Markets are trading higher today as we await the latest Fed statement and Janet Yellen's press conference later this afternoon. One has to believe that the Federal Reserve will look to reverse course with its recent statements where it made obvious to investors that it was looking to be more hawkish than dovish. A lot has changed in the last month or so and being the one bright spot in a poor global economy hardly justifies rate hikes and hawkish talk. While it is hard to imagine that they openly discuss the possibility of moving out the potential rate hike date, but expect Chairman Yellen to stress that the Fed is dependent upon the data and that they will act according to the data.
There are a number of travel related stocks rallying today on news that President Obama is looking at easing the US embargo on Cuba and trying to normalize relations.
Chart of the Day:
The flight to safety continues as various regions and countries experience economic problems. Falling oil prices are at the forefront right now but countries like China are still facing strong headwinds, even though their stock markets say otherwise. The US Treasury market is where capital hides in troubling times and that has played out once again over the past week.
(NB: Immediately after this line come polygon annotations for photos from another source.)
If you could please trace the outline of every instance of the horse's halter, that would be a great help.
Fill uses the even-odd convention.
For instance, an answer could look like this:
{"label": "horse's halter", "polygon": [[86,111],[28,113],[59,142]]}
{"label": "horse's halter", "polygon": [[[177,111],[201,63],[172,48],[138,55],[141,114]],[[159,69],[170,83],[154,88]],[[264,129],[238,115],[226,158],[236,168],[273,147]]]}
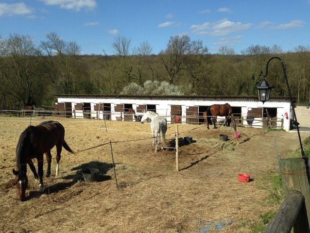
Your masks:
{"label": "horse's halter", "polygon": [[141,123],[142,124],[143,124],[144,123],[144,121],[145,121],[145,120],[146,119],[146,117],[144,116],[145,114],[145,113],[144,113],[142,116],[142,117],[141,117]]}
{"label": "horse's halter", "polygon": [[14,184],[18,191],[18,198],[20,200],[23,200],[26,197],[26,189],[28,184],[28,179],[27,176],[20,177],[18,175],[14,180]]}

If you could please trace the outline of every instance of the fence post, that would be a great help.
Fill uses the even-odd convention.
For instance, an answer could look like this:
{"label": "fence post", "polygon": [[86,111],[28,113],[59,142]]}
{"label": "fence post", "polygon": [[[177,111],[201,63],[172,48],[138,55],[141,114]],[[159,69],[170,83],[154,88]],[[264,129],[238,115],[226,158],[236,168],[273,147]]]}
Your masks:
{"label": "fence post", "polygon": [[175,125],[175,170],[179,171],[179,126]]}
{"label": "fence post", "polygon": [[284,195],[287,196],[292,191],[298,191],[305,197],[308,222],[310,223],[310,192],[305,160],[302,158],[280,159],[279,170]]}

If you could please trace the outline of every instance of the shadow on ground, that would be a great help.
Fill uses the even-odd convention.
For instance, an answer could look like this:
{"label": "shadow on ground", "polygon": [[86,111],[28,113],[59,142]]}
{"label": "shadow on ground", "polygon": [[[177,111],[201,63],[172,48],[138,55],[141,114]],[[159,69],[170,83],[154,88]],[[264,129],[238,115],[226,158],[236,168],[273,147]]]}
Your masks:
{"label": "shadow on ground", "polygon": [[[99,161],[91,161],[89,163],[83,164],[73,167],[71,171],[76,171],[75,174],[68,175],[62,177],[64,180],[69,181],[68,182],[61,182],[52,184],[51,186],[46,187],[45,193],[47,194],[51,194],[53,193],[57,193],[60,191],[66,189],[76,183],[78,181],[84,181],[82,171],[86,169],[97,168],[99,170],[99,174],[96,176],[96,182],[102,182],[107,181],[111,179],[110,176],[106,175],[106,172],[111,168],[113,168],[112,164],[107,163],[102,163]],[[27,199],[31,199],[34,198],[39,197],[41,193],[38,191],[31,191]]]}
{"label": "shadow on ground", "polygon": [[[188,145],[191,144],[192,143],[195,143],[196,142],[197,142],[197,141],[196,141],[195,140],[192,140],[192,139],[190,141],[191,141],[190,143],[189,143],[188,141],[188,140],[186,140],[186,139],[183,138],[183,137],[179,137],[179,140],[178,140],[179,147],[183,147],[184,146],[187,146]],[[169,141],[169,143],[170,144],[172,147],[175,147],[175,139],[173,139],[171,140],[171,141]]]}

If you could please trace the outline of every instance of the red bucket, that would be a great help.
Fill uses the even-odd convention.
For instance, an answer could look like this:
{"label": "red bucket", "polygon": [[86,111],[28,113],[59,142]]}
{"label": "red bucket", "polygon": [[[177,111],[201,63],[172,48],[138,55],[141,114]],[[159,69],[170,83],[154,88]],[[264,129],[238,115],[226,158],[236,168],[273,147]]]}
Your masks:
{"label": "red bucket", "polygon": [[238,180],[241,182],[249,182],[250,181],[250,173],[239,174]]}
{"label": "red bucket", "polygon": [[238,138],[240,138],[240,133],[239,132],[238,132],[237,133],[237,135],[236,135],[236,133],[234,132],[234,137],[236,138],[236,137],[238,137]]}

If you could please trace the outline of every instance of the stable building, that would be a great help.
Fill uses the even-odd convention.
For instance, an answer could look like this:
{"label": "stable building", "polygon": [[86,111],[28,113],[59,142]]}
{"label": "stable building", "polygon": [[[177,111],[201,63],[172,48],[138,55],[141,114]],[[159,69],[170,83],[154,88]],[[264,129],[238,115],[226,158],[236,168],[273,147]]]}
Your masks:
{"label": "stable building", "polygon": [[[153,111],[170,122],[203,124],[203,112],[214,104],[228,103],[236,123],[272,126],[289,131],[293,119],[290,100],[273,97],[263,104],[255,97],[59,95],[55,109],[67,117],[112,120],[138,120],[144,111]],[[224,119],[218,117],[218,120]]]}

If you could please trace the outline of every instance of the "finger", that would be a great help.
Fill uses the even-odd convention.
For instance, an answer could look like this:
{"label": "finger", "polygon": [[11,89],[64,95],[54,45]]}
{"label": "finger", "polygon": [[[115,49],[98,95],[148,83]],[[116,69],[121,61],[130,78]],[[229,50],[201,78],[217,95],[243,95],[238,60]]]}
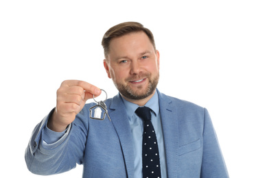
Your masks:
{"label": "finger", "polygon": [[78,105],[81,105],[82,102],[84,101],[82,96],[80,94],[65,94],[63,97],[60,97],[60,101],[64,103],[73,103]]}
{"label": "finger", "polygon": [[82,87],[86,92],[90,92],[92,94],[100,95],[102,91],[100,89],[88,82],[81,80],[69,80],[65,81],[62,84],[67,86],[80,86]]}

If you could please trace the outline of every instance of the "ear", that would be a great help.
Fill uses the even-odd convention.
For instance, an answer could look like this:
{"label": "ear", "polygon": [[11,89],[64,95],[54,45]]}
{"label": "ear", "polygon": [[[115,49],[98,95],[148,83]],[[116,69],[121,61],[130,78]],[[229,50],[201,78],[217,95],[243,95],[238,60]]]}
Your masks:
{"label": "ear", "polygon": [[104,59],[104,61],[103,61],[103,63],[104,63],[104,68],[105,68],[106,72],[108,74],[108,78],[111,79],[110,73],[109,71],[109,66],[108,66],[108,64],[107,60]]}
{"label": "ear", "polygon": [[159,65],[159,68],[160,66],[160,53],[158,50],[156,51],[156,60],[157,60],[157,64]]}

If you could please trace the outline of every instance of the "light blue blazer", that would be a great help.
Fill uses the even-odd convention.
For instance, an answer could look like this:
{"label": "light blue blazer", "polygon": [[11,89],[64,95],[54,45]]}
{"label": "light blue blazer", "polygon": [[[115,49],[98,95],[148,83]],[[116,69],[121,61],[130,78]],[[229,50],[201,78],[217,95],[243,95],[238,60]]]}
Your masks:
{"label": "light blue blazer", "polygon": [[[167,177],[229,177],[210,116],[206,109],[159,92]],[[119,94],[106,102],[111,118],[89,118],[86,104],[57,142],[42,144],[43,128],[53,111],[34,129],[25,151],[35,174],[67,171],[84,165],[83,177],[136,177],[132,138]]]}

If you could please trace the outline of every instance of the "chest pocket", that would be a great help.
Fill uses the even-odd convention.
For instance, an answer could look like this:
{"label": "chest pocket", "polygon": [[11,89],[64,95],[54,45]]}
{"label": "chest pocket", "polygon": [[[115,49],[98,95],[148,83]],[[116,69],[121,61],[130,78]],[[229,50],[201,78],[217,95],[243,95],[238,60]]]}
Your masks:
{"label": "chest pocket", "polygon": [[199,138],[192,142],[186,144],[185,145],[181,146],[178,149],[178,155],[182,155],[197,149],[199,149],[202,147],[202,141]]}

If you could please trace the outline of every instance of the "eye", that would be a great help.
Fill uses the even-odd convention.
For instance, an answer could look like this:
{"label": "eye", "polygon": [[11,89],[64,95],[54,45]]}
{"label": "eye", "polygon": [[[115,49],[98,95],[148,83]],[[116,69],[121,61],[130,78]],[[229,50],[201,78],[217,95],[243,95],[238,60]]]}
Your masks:
{"label": "eye", "polygon": [[127,60],[121,60],[121,61],[120,61],[120,63],[121,64],[121,63],[126,63],[127,62]]}
{"label": "eye", "polygon": [[148,58],[148,56],[142,56],[141,59],[146,59]]}

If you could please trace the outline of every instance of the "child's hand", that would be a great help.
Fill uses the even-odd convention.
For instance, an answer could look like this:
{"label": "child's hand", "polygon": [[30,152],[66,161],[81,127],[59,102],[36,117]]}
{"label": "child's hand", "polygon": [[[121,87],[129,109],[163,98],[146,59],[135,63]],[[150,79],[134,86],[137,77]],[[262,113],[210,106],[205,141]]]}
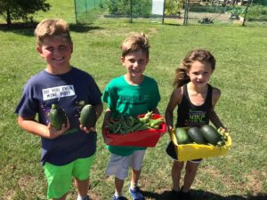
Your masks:
{"label": "child's hand", "polygon": [[109,133],[109,130],[106,127],[106,130],[104,132],[104,129],[102,129],[102,136],[103,136],[103,140],[104,140],[104,142],[106,144],[110,144],[112,141],[113,141],[113,139],[111,138],[109,138],[107,136],[107,133]]}
{"label": "child's hand", "polygon": [[96,128],[94,126],[88,129],[87,127],[84,127],[82,124],[80,124],[80,129],[86,133],[96,132]]}
{"label": "child's hand", "polygon": [[67,118],[67,124],[62,124],[62,127],[61,130],[56,130],[54,127],[52,126],[52,124],[49,123],[47,125],[47,132],[45,134],[45,138],[48,139],[54,139],[59,137],[60,135],[63,134],[66,131],[68,131],[69,129],[70,125],[69,125],[69,121]]}
{"label": "child's hand", "polygon": [[228,132],[228,129],[226,127],[220,127],[219,130],[222,132]]}
{"label": "child's hand", "polygon": [[174,127],[172,125],[167,125],[167,130],[168,130],[169,133],[173,132],[173,129],[174,129]]}

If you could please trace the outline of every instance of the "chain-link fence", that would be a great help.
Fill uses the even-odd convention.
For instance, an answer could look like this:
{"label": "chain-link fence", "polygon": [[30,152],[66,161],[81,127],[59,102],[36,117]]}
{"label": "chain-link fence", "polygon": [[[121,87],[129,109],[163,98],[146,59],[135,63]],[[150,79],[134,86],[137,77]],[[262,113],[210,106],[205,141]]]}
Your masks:
{"label": "chain-link fence", "polygon": [[[267,3],[267,0],[262,3],[264,1]],[[185,25],[267,22],[267,6],[254,4],[252,0],[185,0],[183,13]]]}
{"label": "chain-link fence", "polygon": [[77,23],[267,24],[267,0],[75,0]]}

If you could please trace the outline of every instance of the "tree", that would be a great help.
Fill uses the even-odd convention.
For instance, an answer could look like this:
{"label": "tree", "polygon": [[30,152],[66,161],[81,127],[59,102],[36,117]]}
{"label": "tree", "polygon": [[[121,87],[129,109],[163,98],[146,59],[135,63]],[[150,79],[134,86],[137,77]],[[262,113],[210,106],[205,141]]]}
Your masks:
{"label": "tree", "polygon": [[50,4],[46,0],[0,0],[0,16],[4,18],[8,25],[12,20],[22,19],[24,21],[32,17],[37,11],[46,12],[50,9]]}

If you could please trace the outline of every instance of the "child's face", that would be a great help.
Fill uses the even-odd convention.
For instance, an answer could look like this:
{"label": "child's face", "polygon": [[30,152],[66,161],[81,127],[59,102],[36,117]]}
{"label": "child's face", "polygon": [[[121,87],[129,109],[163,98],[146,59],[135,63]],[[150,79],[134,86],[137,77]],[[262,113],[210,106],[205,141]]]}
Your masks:
{"label": "child's face", "polygon": [[63,74],[69,70],[69,60],[73,50],[72,44],[65,37],[54,36],[44,39],[37,52],[47,62],[47,70],[54,74]]}
{"label": "child's face", "polygon": [[123,66],[127,69],[127,75],[133,78],[142,76],[142,73],[150,60],[142,50],[128,53],[125,57],[121,57],[120,60]]}
{"label": "child's face", "polygon": [[206,62],[194,61],[188,71],[191,83],[197,86],[205,86],[210,80],[213,70],[211,65]]}

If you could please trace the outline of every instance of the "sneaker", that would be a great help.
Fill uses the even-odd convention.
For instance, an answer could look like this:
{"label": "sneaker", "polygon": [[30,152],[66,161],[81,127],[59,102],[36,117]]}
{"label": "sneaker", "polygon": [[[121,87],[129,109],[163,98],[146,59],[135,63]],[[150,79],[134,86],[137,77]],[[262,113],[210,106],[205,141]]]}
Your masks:
{"label": "sneaker", "polygon": [[181,189],[180,194],[181,194],[182,199],[184,199],[184,200],[190,200],[191,199],[190,191],[183,192]]}
{"label": "sneaker", "polygon": [[113,196],[113,199],[112,200],[127,200],[125,196]]}
{"label": "sneaker", "polygon": [[129,188],[129,192],[133,197],[133,200],[145,200],[139,187],[135,187],[134,189]]}
{"label": "sneaker", "polygon": [[91,200],[91,198],[89,197],[89,196],[86,196],[83,200]]}
{"label": "sneaker", "polygon": [[171,198],[170,200],[179,200],[181,198],[181,191],[176,191],[174,189],[171,192]]}

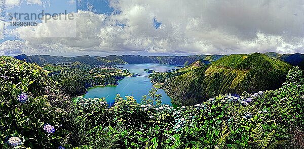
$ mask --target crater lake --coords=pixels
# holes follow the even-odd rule
[[[125,77],[119,80],[119,84],[117,85],[98,86],[89,88],[84,97],[105,97],[108,104],[111,106],[115,102],[116,94],[120,94],[124,98],[125,96],[133,96],[137,103],[140,103],[142,96],[148,95],[149,90],[153,87],[153,83],[148,77],[149,73],[143,71],[143,69],[151,69],[157,72],[164,72],[180,68],[178,66],[157,64],[129,64],[118,66],[121,67],[121,69],[128,69],[130,73],[136,73],[139,76]],[[157,93],[162,94],[162,104],[172,105],[172,99],[164,90],[159,89]]]

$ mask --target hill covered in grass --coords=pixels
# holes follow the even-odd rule
[[[71,67],[83,67],[76,64]],[[179,71],[186,74],[208,66],[193,64]],[[302,148],[303,78],[303,70],[294,67],[275,90],[217,94],[201,104],[177,108],[138,104],[132,96],[118,95],[109,107],[104,98],[60,96],[41,67],[0,57],[0,146]]]
[[[286,62],[292,66],[304,67],[304,55],[298,53],[294,54],[283,55],[278,59]]]
[[[87,89],[95,85],[118,84],[118,81],[133,74],[116,67],[95,67],[78,61],[48,64],[43,67],[48,75],[57,81],[65,94],[75,96],[85,93]]]
[[[57,57],[48,55],[26,56],[21,55],[15,58],[31,63],[36,63],[40,66],[47,64],[65,62],[80,62],[83,64],[98,66],[100,65],[120,65],[126,64],[156,63],[167,65],[187,65],[199,60],[214,62],[224,55],[196,55],[189,56],[141,56],[110,55],[105,57],[81,56],[77,57]]]
[[[261,54],[225,56],[197,68],[151,75],[179,105],[200,103],[216,94],[240,94],[275,89],[284,82],[291,65]]]

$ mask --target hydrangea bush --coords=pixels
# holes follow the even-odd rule
[[[140,105],[132,96],[118,96],[113,106],[104,106],[98,112],[102,119],[91,120],[94,126],[86,127],[91,133],[82,145],[96,148],[301,148],[302,71],[294,68],[287,78],[277,90],[219,95],[177,108]],[[78,124],[85,127],[82,125]]]
[[[294,67],[286,78],[276,90],[218,95],[192,106],[118,95],[109,107],[104,98],[58,100],[41,68],[2,57],[0,146],[303,148],[303,71]]]
[[[0,76],[0,146],[47,148],[61,145],[65,133],[60,127],[62,117],[45,95],[44,86],[50,80],[41,68],[1,57]]]

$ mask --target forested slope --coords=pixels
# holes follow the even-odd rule
[[[263,54],[234,55],[187,72],[150,77],[155,82],[165,83],[163,88],[174,104],[190,105],[218,94],[275,89],[285,80],[291,67]]]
Even though volatility is not at or near 52-week highs, US Treasuries are and this is a result of problems overseas.
We have economic news today, and it is as follows:
- MBA Mortgage Index (7:00 a.m. EST): Est.: N/A Act.: -3.3%
- CPI (8:30 a.m. EST): Est.: -0.1% Act.: -0.3%
- Core CPI (8:30 a.m. EST): Est.: 0.1% Act.: 0.1%
- Current Acct Bal (8:30 a.m. EST): Est.: -$95.0 B Act.:-$100.3 B
- Crude Inventories (10:30 a.m. EST): Est.: N/A Act.: -0.847 M
- FOMC Rate Decision (2:00 p.m. EST): Est.: 0.25%
The Asian markets are higher today:
- All Ordinaries - up 0.18%
- Shanghai Composite - up 1.28%
- Nikkei 225 - up 0.38%
- NZSE 50 - up 0.02%
- Seoul Composite - down 0.21%
In Europe, the markets are mixed this morning:
- CAC 40 - up 0.74%
- DAX - down 0.03%
- FTSE 100 - up 0.19%
- OSE - down 0.52%
Ruble Impacting International Business
The rapid fall of the Russian Ruble is once again impacting companies with international operations. The latest company taking action to review their pricing is Apple (NASDAQ:AAPL), which announced that it was halting sales from its Russian online store as it reviews pricing in the country. This is not the first time that the tech giant has closed its site to sales in Russia, with the last time being just a month ago. The company raised prices by 25% after that review, and based on the recent price action with the Ruble we suspect that another dramatic move will be necessary.
As analysts and research/consulting groups begin to post their predictions for 2015 we are beginning to see some truly interesting ideas, many of which appear to be pipe dreams. For instance, The Edge Consulting Group, as reported by CNBC, is predicting that Amazon.com (NASDAQ:AMZN) will spin off its Amazon Web Services unit into a standalone business. While the argument for doing so is solid and makes a lot of sense when looking at Amazon as a retailer it makes less sense when viewing Amazon as a technology company along the lines of Apple or Google (NASDAQ:GOOG) (NASDAQ:GOOGL).
Yes higher margin businesses are worth more as standalone ventures than they are when grouped with low margin businesses, but when those services are part of an ecosystem we see little reason why a management team would want to separate that key service by putting it into a new publicly traded company and losing control over a key function.
No one would think of asking Google or Apple to create a REIT to hold their data center assets in, even though that would create tremendous shareholder value and most likely boost shareholder returns, because it is important for those companies to maintain customer confidence in their ecosystem. We think the same applies to Amazon Web Services, both from a customer perspective as well as a shareholder perspective (in that the rich margins here allow the company to operate with razor thin margins elsewhere).
More Problems On The SEAS
Investors in SeaWorld (NYSE:SEAS) received more bad news yesterday after the company announced that it was going to delay its quarterly dividend until 2015 in order to avoid debt covenants. Due to this, the company decided to start the share buyback program due to start in 2015 now, but only in the amount of $15 million for the rest of 2014. The remainder, $235 million, will be available starting in 2015.
SeaWorld also announced that they would be taking a $12 million charge resulting from the company's plans to eliminate 300 jobs.